While I had family and friends help with the Personal Statement (and I'm grateful, my parents turned out to be excellent editors - who knew?) I have started to write and send out secondaries in a few hours. At this point I've done so many that I cut and paste, and rarely even double-check them myself, let alone ask someone else to chip in... (although I recommend at least reading 'em over, I did catch another school's name in one of my repeat essays.... whoops!)

I think, because the character limits are so short, you can just write 'em. If a school has one or two-pagers, then maybe it's worth having someone edit. In the end though, if your friends are making you feel worse, then stop asking for their help! You don't need added stress in this process, try not to bring it upon yourself.
 
Yeah, I prefaced all my revision asking with, I only want blaring grammer mistakes, ways to make what I have already said flow better, or if I said something completely stupid. I also never send the rewrite back to the same person because I dont want them to see which of their suggestions I took or not.
 
MesoCompound said:
:(
many apologies; didn't mean to flaunt anything in anyone's face!

I'm sure your interview invites will come racer! Don't forget, I'm from TX, where they start interviews super early.

Best of luck

wow i can't even remember posting that!!! scary...and it was only a few days ago :eek:

yeah i've stopped getting someone to proofread mine...mostly because i'm adapting old essays that have been proofread, and i'm not going to wait 2 days until someone can look over the 2 sentences i added.

it's probably bad, but i'm really trying to get these out asap...
 
I only allow proofing for major problems and grammer. I've found that if you give people free reign all of the sudden it becomes the essay THEY would write to get into med school!
 
I had my parents and my husband edit all of mine, and I'm glad I did.
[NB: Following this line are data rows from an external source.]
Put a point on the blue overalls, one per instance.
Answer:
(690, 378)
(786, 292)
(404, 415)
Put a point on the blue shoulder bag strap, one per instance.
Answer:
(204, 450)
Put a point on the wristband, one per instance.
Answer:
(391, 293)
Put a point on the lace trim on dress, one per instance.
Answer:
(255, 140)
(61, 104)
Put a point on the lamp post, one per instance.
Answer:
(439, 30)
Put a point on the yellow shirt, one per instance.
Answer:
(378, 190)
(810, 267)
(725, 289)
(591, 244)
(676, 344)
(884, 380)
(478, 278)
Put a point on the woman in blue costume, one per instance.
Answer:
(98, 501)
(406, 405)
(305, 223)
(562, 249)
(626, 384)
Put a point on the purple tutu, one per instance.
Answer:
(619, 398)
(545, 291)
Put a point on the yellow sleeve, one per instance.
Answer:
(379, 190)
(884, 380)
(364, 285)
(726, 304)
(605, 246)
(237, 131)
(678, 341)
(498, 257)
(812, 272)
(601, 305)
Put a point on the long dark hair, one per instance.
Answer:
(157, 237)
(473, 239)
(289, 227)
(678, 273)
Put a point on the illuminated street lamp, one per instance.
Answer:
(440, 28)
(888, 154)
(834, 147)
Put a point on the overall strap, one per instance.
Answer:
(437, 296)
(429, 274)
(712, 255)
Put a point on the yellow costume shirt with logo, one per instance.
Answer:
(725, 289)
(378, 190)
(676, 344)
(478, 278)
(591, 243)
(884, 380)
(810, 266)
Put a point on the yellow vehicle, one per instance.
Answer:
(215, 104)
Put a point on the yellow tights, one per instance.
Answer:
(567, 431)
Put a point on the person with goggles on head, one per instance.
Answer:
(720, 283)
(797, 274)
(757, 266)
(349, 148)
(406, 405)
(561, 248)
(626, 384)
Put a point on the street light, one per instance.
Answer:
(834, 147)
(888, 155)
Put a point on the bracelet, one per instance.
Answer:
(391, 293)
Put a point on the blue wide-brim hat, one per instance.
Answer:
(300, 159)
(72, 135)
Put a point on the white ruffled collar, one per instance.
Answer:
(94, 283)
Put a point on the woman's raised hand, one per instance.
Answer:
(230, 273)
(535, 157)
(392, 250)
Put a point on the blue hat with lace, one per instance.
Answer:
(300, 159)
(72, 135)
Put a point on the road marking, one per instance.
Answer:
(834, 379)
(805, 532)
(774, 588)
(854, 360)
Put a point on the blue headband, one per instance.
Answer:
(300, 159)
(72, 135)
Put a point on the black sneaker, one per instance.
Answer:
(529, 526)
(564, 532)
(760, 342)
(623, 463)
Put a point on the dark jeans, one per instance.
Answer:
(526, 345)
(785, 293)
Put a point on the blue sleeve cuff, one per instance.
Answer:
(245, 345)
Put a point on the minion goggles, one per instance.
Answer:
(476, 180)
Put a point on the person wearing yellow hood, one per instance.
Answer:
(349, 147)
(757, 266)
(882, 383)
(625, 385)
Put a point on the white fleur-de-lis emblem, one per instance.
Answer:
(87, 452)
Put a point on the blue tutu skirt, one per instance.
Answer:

I guess I'm lucky that they were very normal about it. They told me if it was good or not, and made suggestions. I made sure to tell them about any word limits and to include the prompt. Of course my husband has applied to med school before, so he knows all about it. But I was really happy to have my parents help. In the end I think my secondaries were better for it.

Don't want to rub it in! I just thought I'd defend those of us who did have family revise our secondaries :). (My PS went through much more revising than my secondaries, though.)
 
I edit and critique my own essays. I first write an essay on paper, then I leave that paper right where it is and don't come back to it for at least 24 hours. Then, I read that paper to understand what I was trying to say. Finally, I type up an essay; sometimes it closely follows what I had written before, but oftentimes it takes on an entirely different form and feel while keeping true to the same original thoughts.

I've found that in this way I can be rather impartial in my autoredacting (nonce word, sorry). Essentially, if in reading the essay that I wrote down on paper I start to feel awkward or embarrassed, that's my cue that my writing style was just off base. If I can read it and think, 'this is what i wanted to say,' or (even better) 'wow, this is a solid essay', then I don't do much editing as I transcribe that beast.